The class moved to enforce the settlement, and the court did so because it found that the parties had entered into an "enforceable agreement."
Basic Research and Dynakor Pharmacal appealed to the Denver, Colo.-based 10th Circuit, claiming that there is no basis to find that the parties reached a binding settlement.
In addition to the "serious or irreparable consequences" that the lower court's order imposes on them, the defendants said the settlement was "fundamentally unfair" to putative class members and that the class would view notification of the settlement as a "tacit acknowledgment of liability," the 10th Circuit recounted.
The plaintiffs meanwhile challenged the 10th Circuit's interlocutory jurisdiction.
A three-judge panel agreed with the class Tuesday that the settlement-enforcement order in the 7-year-old case qualifies neither for interlocutory review nor review under the collateral-order doctrine.
The federal appeals court lacks jurisdiction until the District Court issued a final decision, according to the 10-page ruling.
"We conclude that the case is an impermissible interlocutory appeal because no exceptions apply to the general rule that we must wait for a final judgment in the underlying case before exercising appellate jurisdiction," Judge Timothy Tymkovich wrote for the court. "Finding that we lack jurisdiction, we dismiss the appeal."

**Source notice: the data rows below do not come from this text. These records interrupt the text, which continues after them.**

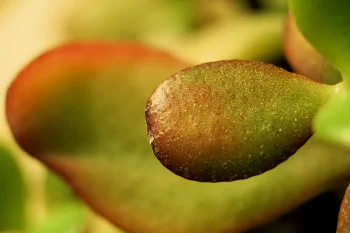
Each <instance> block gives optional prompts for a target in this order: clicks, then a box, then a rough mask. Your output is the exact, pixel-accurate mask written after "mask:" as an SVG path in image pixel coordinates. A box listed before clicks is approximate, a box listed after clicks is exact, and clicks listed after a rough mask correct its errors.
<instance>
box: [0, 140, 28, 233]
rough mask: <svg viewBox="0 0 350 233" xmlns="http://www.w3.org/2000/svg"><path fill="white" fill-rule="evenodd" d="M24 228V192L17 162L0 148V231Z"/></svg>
mask: <svg viewBox="0 0 350 233" xmlns="http://www.w3.org/2000/svg"><path fill="white" fill-rule="evenodd" d="M24 227H25V190H24V184H23V180H22V177H21V173H20V170H19V167H18V165H17V162H16V161H15V159H14V158H13V155H12V154H11V152H9V151H8V150H7V149H6V148H5V147H4V146H2V145H1V146H0V231H5V230H23V229H24Z"/></svg>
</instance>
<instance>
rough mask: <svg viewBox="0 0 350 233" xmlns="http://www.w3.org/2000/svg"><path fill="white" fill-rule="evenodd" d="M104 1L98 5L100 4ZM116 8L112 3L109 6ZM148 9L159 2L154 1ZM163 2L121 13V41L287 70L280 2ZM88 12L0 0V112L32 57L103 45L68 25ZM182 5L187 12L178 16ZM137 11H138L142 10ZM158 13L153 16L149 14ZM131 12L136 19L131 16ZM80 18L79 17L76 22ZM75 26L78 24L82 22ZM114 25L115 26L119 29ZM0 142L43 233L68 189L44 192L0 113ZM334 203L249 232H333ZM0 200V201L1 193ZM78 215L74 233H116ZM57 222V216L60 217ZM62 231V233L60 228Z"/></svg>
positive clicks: (133, 16)
mask: <svg viewBox="0 0 350 233" xmlns="http://www.w3.org/2000/svg"><path fill="white" fill-rule="evenodd" d="M104 1H106V0H104ZM104 1H101V3H102V2H104ZM118 1H119V0H118ZM118 1H117V0H115V2H118ZM137 1H138V2H142V0H132V1H122V0H120V1H119V2H120V3H119V4H122V5H124V6H125V5H126V4H127V3H130V4H131V3H134V2H135V3H136V2H137ZM143 2H145V0H143ZM152 2H161V1H160V0H157V1H156V0H152ZM162 2H164V3H162V4H161V5H160V6H153V5H152V6H146V5H145V4H144V5H141V4H140V5H135V6H129V7H133V8H136V9H137V8H139V10H135V11H133V12H131V11H128V13H130V15H126V14H125V12H123V13H124V14H123V15H124V16H123V17H127V18H128V17H129V18H132V17H134V18H136V19H137V20H134V22H133V24H131V21H130V22H123V24H125V25H127V27H126V28H123V27H122V28H121V30H123V31H126V33H128V34H127V35H128V36H130V37H129V38H128V37H126V36H124V39H125V40H126V39H131V35H132V36H133V40H139V41H142V42H143V43H148V44H153V45H156V46H157V47H160V48H163V49H165V50H168V51H170V52H172V53H175V54H176V55H177V56H178V57H181V58H185V59H187V60H189V61H193V62H198V63H199V62H205V61H213V60H221V59H233V58H240V59H253V60H262V61H269V62H272V63H274V64H277V65H279V66H282V67H284V68H286V69H290V67H289V66H288V64H287V63H286V61H285V60H284V57H283V54H282V46H281V38H282V29H283V19H284V17H285V14H286V12H287V1H286V0H216V1H208V0H195V1H184V0H181V1H176V0H165V1H162ZM176 2H179V3H178V8H175V9H168V10H164V11H167V12H168V14H169V16H167V15H165V16H163V18H162V19H163V21H164V22H160V23H161V25H159V26H157V27H155V26H154V27H153V26H152V28H151V29H144V28H142V26H140V24H141V25H142V24H144V23H147V24H148V25H150V24H151V22H155V20H157V19H159V18H161V17H160V16H156V15H154V16H152V17H151V18H150V19H147V20H144V18H142V17H141V16H142V15H147V14H148V15H151V14H153V12H161V11H163V9H165V8H166V7H167V6H170V5H174V4H176ZM89 4H98V1H97V0H89V1H83V0H71V1H58V0H2V1H1V0H0V5H2V6H0V28H1V30H0V42H1V43H0V51H1V54H0V62H1V64H2V66H1V70H0V74H1V79H0V98H2V99H0V100H1V101H0V107H1V108H2V109H4V106H3V103H4V97H5V91H6V89H7V87H8V85H9V82H10V81H11V80H12V79H13V78H14V77H15V75H16V74H17V72H18V71H19V70H20V69H21V68H22V67H23V66H24V65H25V64H26V63H28V62H29V61H30V60H32V59H33V58H34V57H36V56H37V55H38V54H40V53H42V52H43V51H45V50H47V49H50V48H52V47H53V46H57V45H58V44H61V43H64V42H67V41H70V40H73V39H74V40H77V39H92V38H96V39H98V38H99V39H102V37H100V36H101V34H95V35H93V34H89V33H87V32H84V30H91V29H93V27H92V28H91V29H90V28H89V27H88V28H86V26H84V27H83V26H80V29H79V31H78V30H77V28H76V29H75V30H76V31H75V32H74V28H75V26H73V25H74V24H76V23H74V22H78V21H80V20H81V19H80V20H78V18H79V17H82V16H84V15H85V16H84V17H85V18H88V17H91V15H92V16H93V15H94V12H95V13H96V12H97V13H98V12H102V10H101V9H102V8H103V6H96V9H94V8H88V7H87V5H89ZM155 4H157V3H155ZM195 4H198V5H200V7H199V8H198V9H197V8H196V9H194V8H195V6H196V5H195ZM185 5H186V6H189V7H188V8H186V9H184V8H183V7H184V6H185ZM198 5H197V6H198ZM141 6H143V8H142V9H141ZM157 8H158V9H159V10H155V11H153V10H151V9H157ZM190 9H194V10H195V12H196V14H192V15H191V14H190V13H189V12H190ZM107 10H109V9H107ZM111 10H112V9H111ZM137 11H138V12H140V11H142V12H141V13H137ZM79 12H81V14H82V16H79V15H78V13H79ZM91 12H92V13H91ZM145 12H146V13H145ZM102 13H103V12H102ZM75 14H76V15H75ZM176 14H179V15H181V17H184V19H185V20H181V21H180V22H179V21H177V20H175V21H174V22H166V21H165V19H166V18H167V19H172V18H171V17H175V16H174V15H176ZM106 16H108V17H110V19H112V20H113V19H114V17H117V16H115V15H110V14H108V15H107V14H105V15H102V17H101V20H106V22H108V20H109V18H107V17H106ZM118 17H121V16H118ZM152 20H153V21H152ZM81 21H82V22H83V23H84V21H83V20H81ZM96 22H97V21H96ZM99 22H101V21H99ZM93 23H95V22H92V24H93ZM112 23H113V22H112ZM138 23H139V24H138ZM117 24H118V25H121V24H120V23H119V22H118V23H117ZM167 24H168V25H173V27H174V30H172V28H171V27H167ZM255 24H257V25H255ZM82 25H83V24H82ZM133 25H134V26H135V27H136V28H140V30H141V31H140V33H137V31H136V33H135V29H133V28H131V27H134V26H133ZM97 26H98V27H100V28H101V29H104V28H108V26H106V25H97ZM122 26H123V25H122ZM76 27H77V26H76ZM113 27H116V26H113ZM128 27H129V28H128ZM94 30H96V31H95V32H99V30H100V29H99V28H96V27H95V29H94ZM101 31H102V30H101ZM157 31H158V32H159V31H160V33H159V34H158V33H156V32H157ZM131 33H134V34H131ZM138 34H139V35H138ZM107 35H108V36H109V37H106V38H108V39H113V36H119V38H120V35H118V34H117V35H116V32H108V34H107ZM114 39H115V38H114ZM0 135H1V136H3V137H4V138H6V139H8V140H9V141H11V142H12V144H11V145H12V147H13V148H14V150H13V151H15V152H16V153H15V157H16V159H17V161H18V162H19V164H18V165H17V166H19V167H20V169H21V171H22V174H23V176H24V177H23V179H24V182H25V184H26V186H27V189H28V192H27V194H26V195H27V196H26V199H27V203H25V204H26V207H27V208H26V209H27V210H26V215H25V217H26V219H27V222H28V225H29V226H30V228H31V229H34V227H40V226H43V223H45V222H46V221H48V219H49V218H50V217H49V216H50V214H49V213H50V210H52V207H53V206H54V205H56V204H54V203H60V202H61V201H63V200H65V201H68V202H69V200H74V194H72V193H71V192H70V191H69V190H67V189H66V188H67V187H59V186H60V185H57V187H56V185H53V186H55V187H49V186H51V184H49V185H48V184H47V181H48V180H51V178H47V179H46V169H45V168H43V166H42V165H41V164H40V163H38V162H37V161H35V160H33V159H31V158H29V157H28V155H26V154H25V153H23V152H21V151H20V150H19V149H18V148H17V146H16V145H14V143H13V141H12V138H11V136H10V134H9V130H8V126H7V124H6V121H5V118H4V113H3V112H0ZM0 166H1V165H0ZM0 172H1V170H0ZM49 176H50V175H49ZM63 185H64V184H63ZM56 189H57V192H59V193H60V194H58V193H57V196H56V194H54V193H51V194H47V191H49V190H51V191H53V190H56ZM59 190H61V191H59ZM339 190H340V191H339V192H340V193H341V192H342V191H341V190H343V188H342V187H341V188H340V189H339ZM51 191H49V192H51ZM337 193H338V192H337ZM46 195H48V197H46ZM71 195H72V196H71ZM334 196H335V194H334V192H332V193H328V194H325V195H323V196H321V197H319V198H317V199H316V200H314V201H312V202H310V203H308V204H306V205H305V206H303V207H301V208H299V209H298V210H296V211H295V212H294V213H291V214H289V215H286V216H281V218H280V219H279V220H276V221H274V222H272V223H269V224H267V225H265V226H262V227H260V228H258V229H255V230H253V231H252V232H269V233H271V232H297V233H300V232H312V231H317V229H319V231H322V232H334V229H335V224H336V215H337V208H339V204H340V200H339V199H338V198H335V197H334ZM340 196H341V194H340ZM1 198H2V193H1V192H0V199H1ZM65 201H63V202H65ZM321 203H322V205H323V206H324V209H322V210H320V209H319V208H317V207H318V206H320V204H321ZM73 205H74V204H73ZM69 208H71V209H72V208H73V207H67V210H69ZM0 209H1V204H0ZM53 209H54V208H53ZM73 209H74V208H73ZM83 209H84V210H83V212H84V214H83V215H84V216H83V219H84V220H83V221H81V219H82V218H80V217H76V218H74V219H76V220H77V221H76V222H81V224H83V225H84V226H81V227H78V228H76V229H75V230H77V232H76V233H78V232H79V231H80V230H82V229H83V230H85V231H86V232H88V233H95V232H96V233H100V232H103V233H109V232H111V233H112V232H113V233H114V232H121V231H119V230H118V229H116V228H115V227H114V226H112V225H111V224H110V223H109V222H107V221H106V220H104V219H103V218H101V217H98V216H96V214H94V213H93V212H92V211H91V210H89V209H88V208H86V207H85V208H83ZM71 211H72V213H73V215H74V212H75V213H79V211H74V210H71ZM78 215H79V214H77V215H75V216H78ZM51 216H55V215H51ZM56 216H59V214H57V215H56ZM334 218H335V220H334ZM0 222H1V221H0ZM61 222H65V221H61ZM62 224H63V223H62ZM63 225H66V223H64V224H63ZM68 225H70V224H68ZM72 225H74V224H72ZM66 226H67V225H66ZM43 227H44V226H43ZM281 229H282V230H281ZM287 229H288V230H287ZM79 233H80V232H79Z"/></svg>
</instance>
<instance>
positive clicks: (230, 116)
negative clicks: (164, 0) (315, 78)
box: [146, 60, 334, 182]
mask: <svg viewBox="0 0 350 233" xmlns="http://www.w3.org/2000/svg"><path fill="white" fill-rule="evenodd" d="M333 92H334V88H333V87H332V86H327V85H322V84H320V83H317V82H314V81H312V80H310V79H307V78H304V77H303V76H300V75H296V74H293V73H289V72H287V71H284V70H282V69H280V68H277V67H274V66H272V65H267V64H264V63H260V62H251V61H239V60H232V61H219V62H213V63H205V64H202V65H199V66H196V67H193V68H189V69H186V70H183V71H180V72H178V73H177V74H175V75H173V76H172V77H170V78H169V79H168V80H166V81H165V82H164V83H162V85H160V87H158V88H157V90H156V91H155V92H154V93H153V95H152V96H151V97H150V100H149V102H148V105H147V109H146V115H147V124H148V133H149V137H150V141H151V143H152V147H153V151H154V153H155V155H156V156H157V158H158V159H159V160H160V161H161V162H162V164H163V165H164V166H165V167H167V168H168V169H170V170H171V171H173V172H174V173H176V174H178V175H180V176H183V177H185V178H187V179H192V180H197V181H211V182H216V181H232V180H237V179H244V178H248V177H251V176H253V175H258V174H260V173H262V172H264V171H266V170H269V169H272V168H274V167H275V166H276V165H278V164H279V163H281V162H282V161H284V160H286V159H287V158H288V157H289V156H291V155H292V154H294V153H295V152H296V151H297V149H299V148H300V147H301V146H302V145H303V144H304V143H305V142H306V141H307V140H308V139H309V138H310V136H311V134H312V133H311V122H312V118H313V116H314V114H315V113H316V112H317V111H318V109H319V108H320V106H321V105H322V104H323V103H324V102H325V100H327V99H328V98H329V97H330V95H331V94H332V93H333Z"/></svg>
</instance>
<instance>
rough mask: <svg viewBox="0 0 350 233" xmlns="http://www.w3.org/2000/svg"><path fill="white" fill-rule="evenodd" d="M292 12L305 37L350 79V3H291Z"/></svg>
mask: <svg viewBox="0 0 350 233" xmlns="http://www.w3.org/2000/svg"><path fill="white" fill-rule="evenodd" d="M290 9H291V11H292V14H293V17H294V19H295V21H296V24H297V25H298V28H299V29H300V31H301V32H302V34H303V35H304V36H305V38H306V39H307V40H308V41H309V42H310V43H311V45H312V46H313V47H314V48H316V50H317V51H318V52H320V54H322V55H323V56H324V57H325V58H326V59H327V60H329V61H330V62H331V63H332V64H333V65H334V66H335V67H336V68H338V69H339V70H340V71H341V73H342V74H343V76H344V78H348V77H349V76H350V66H349V64H348V63H349V60H350V53H349V51H350V43H349V40H350V30H349V25H350V17H349V12H350V2H349V1H348V0H308V1H305V0H290Z"/></svg>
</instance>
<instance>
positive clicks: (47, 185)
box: [45, 172, 79, 209]
mask: <svg viewBox="0 0 350 233" xmlns="http://www.w3.org/2000/svg"><path fill="white" fill-rule="evenodd" d="M45 194H46V200H47V204H48V208H49V209H55V208H57V207H59V206H61V205H63V204H66V203H70V202H79V199H77V197H76V195H75V194H74V192H73V191H72V189H71V188H70V187H69V186H68V185H67V184H66V183H65V182H64V181H63V180H62V178H61V177H59V176H58V175H57V174H55V173H53V172H49V173H48V174H47V177H46V182H45Z"/></svg>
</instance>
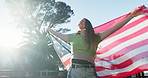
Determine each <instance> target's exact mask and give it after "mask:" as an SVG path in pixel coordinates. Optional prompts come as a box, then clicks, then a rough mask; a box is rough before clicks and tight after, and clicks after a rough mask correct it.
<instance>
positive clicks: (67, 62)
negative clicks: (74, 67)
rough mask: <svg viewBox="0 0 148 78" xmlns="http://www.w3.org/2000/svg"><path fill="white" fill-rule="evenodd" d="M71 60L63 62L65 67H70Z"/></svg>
mask: <svg viewBox="0 0 148 78" xmlns="http://www.w3.org/2000/svg"><path fill="white" fill-rule="evenodd" d="M70 60H71V58H69V59H67V60H66V61H64V62H63V64H64V66H67V65H69V64H70Z"/></svg>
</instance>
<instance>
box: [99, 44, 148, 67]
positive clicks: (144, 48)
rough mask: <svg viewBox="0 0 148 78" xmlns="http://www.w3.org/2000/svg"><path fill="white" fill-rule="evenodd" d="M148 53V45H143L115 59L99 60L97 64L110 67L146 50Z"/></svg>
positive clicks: (126, 59)
mask: <svg viewBox="0 0 148 78" xmlns="http://www.w3.org/2000/svg"><path fill="white" fill-rule="evenodd" d="M146 51H147V53H148V45H145V46H142V47H140V48H136V49H134V50H132V51H130V52H128V53H127V54H124V55H123V56H121V57H119V58H117V59H115V60H112V61H108V62H107V61H103V60H102V61H99V62H96V66H102V67H105V68H110V66H111V65H112V64H120V63H122V62H124V61H126V60H128V59H130V58H132V57H134V56H136V55H138V54H141V53H143V52H146Z"/></svg>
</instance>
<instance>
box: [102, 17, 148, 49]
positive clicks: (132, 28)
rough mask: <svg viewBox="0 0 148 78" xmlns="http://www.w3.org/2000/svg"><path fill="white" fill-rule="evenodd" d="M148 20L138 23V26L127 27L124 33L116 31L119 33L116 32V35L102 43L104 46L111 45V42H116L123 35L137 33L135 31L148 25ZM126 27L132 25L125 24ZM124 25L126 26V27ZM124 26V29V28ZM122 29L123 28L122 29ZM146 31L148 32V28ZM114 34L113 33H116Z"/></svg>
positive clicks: (108, 38) (145, 31) (110, 37)
mask: <svg viewBox="0 0 148 78" xmlns="http://www.w3.org/2000/svg"><path fill="white" fill-rule="evenodd" d="M147 22H148V20H145V21H143V22H142V23H140V24H138V25H136V26H134V27H132V28H130V29H127V28H126V29H125V30H126V31H124V33H120V34H118V35H117V34H116V33H118V32H119V31H118V32H115V33H114V34H116V36H113V37H110V38H107V39H106V40H104V41H102V42H101V43H100V44H101V45H102V46H104V47H106V46H107V45H109V44H110V43H113V42H115V41H117V40H118V39H121V38H123V37H125V36H128V35H130V34H132V33H135V32H137V31H139V30H140V29H142V28H144V27H147ZM125 27H130V26H125ZM125 27H124V28H125ZM124 28H123V29H124ZM121 30H122V29H121ZM145 32H146V30H145ZM114 34H113V35H114Z"/></svg>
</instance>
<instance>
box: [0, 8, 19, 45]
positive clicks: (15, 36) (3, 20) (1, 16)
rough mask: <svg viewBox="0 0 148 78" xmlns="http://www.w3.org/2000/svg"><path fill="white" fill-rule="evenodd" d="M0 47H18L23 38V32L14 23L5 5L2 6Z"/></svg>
mask: <svg viewBox="0 0 148 78" xmlns="http://www.w3.org/2000/svg"><path fill="white" fill-rule="evenodd" d="M0 10H1V12H0V17H1V18H0V48H16V47H17V45H18V43H19V42H20V40H21V32H20V31H19V30H18V29H17V28H16V26H14V24H12V20H14V19H13V18H12V16H10V14H9V11H8V9H7V8H5V7H3V8H2V7H1V8H0Z"/></svg>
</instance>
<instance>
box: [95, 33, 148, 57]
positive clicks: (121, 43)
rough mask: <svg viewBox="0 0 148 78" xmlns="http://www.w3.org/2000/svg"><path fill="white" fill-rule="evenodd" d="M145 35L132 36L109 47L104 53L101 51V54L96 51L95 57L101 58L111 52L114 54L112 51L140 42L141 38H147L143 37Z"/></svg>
mask: <svg viewBox="0 0 148 78" xmlns="http://www.w3.org/2000/svg"><path fill="white" fill-rule="evenodd" d="M146 35H147V34H146V33H144V34H142V35H139V36H137V37H135V38H132V39H130V40H128V41H126V42H123V43H121V44H119V45H118V46H116V47H113V48H111V49H110V50H109V51H108V52H106V53H103V54H99V53H97V54H98V55H97V57H99V58H103V57H107V56H110V55H112V54H114V53H116V52H118V51H120V50H121V49H123V48H124V47H128V46H130V45H132V44H135V43H137V42H140V41H143V40H145V39H147V38H146V37H145V36H146ZM98 52H100V53H102V52H101V51H98Z"/></svg>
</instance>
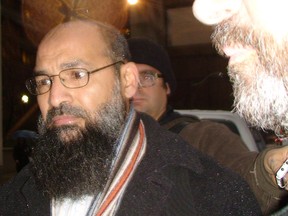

Basic Research and Dynakor Pharmaca failed to show that it might prejudice their ability to reach a more favorable settlement or a fair trial if the current deal is not approved, according to the ruling.
"In any event, if the district court approves the settlement, the court's decision will eventually be reduced to a final judgment susceptible to appellate review, including the efficacy of the settlement and other issues (such as class definition) that might flow from a rejection of the settlement," Tymkovich added (parentheses in original).
Basic Research, which calls the diet pill a "European weight-loss breakthrough," defends the marketing on its website
by stating "we couldn't say it in print if it wasn't true."
Purchasers claimed they relied on the marketing pitch, but were dissatisfied with the results.
"In sum, because the district court's order does not qualify for interlocutory review or review under the collateral order doctrine, we lack jurisdiction until the district court issues a final decision and therefore dismiss this appeal," Tymkovich wrote.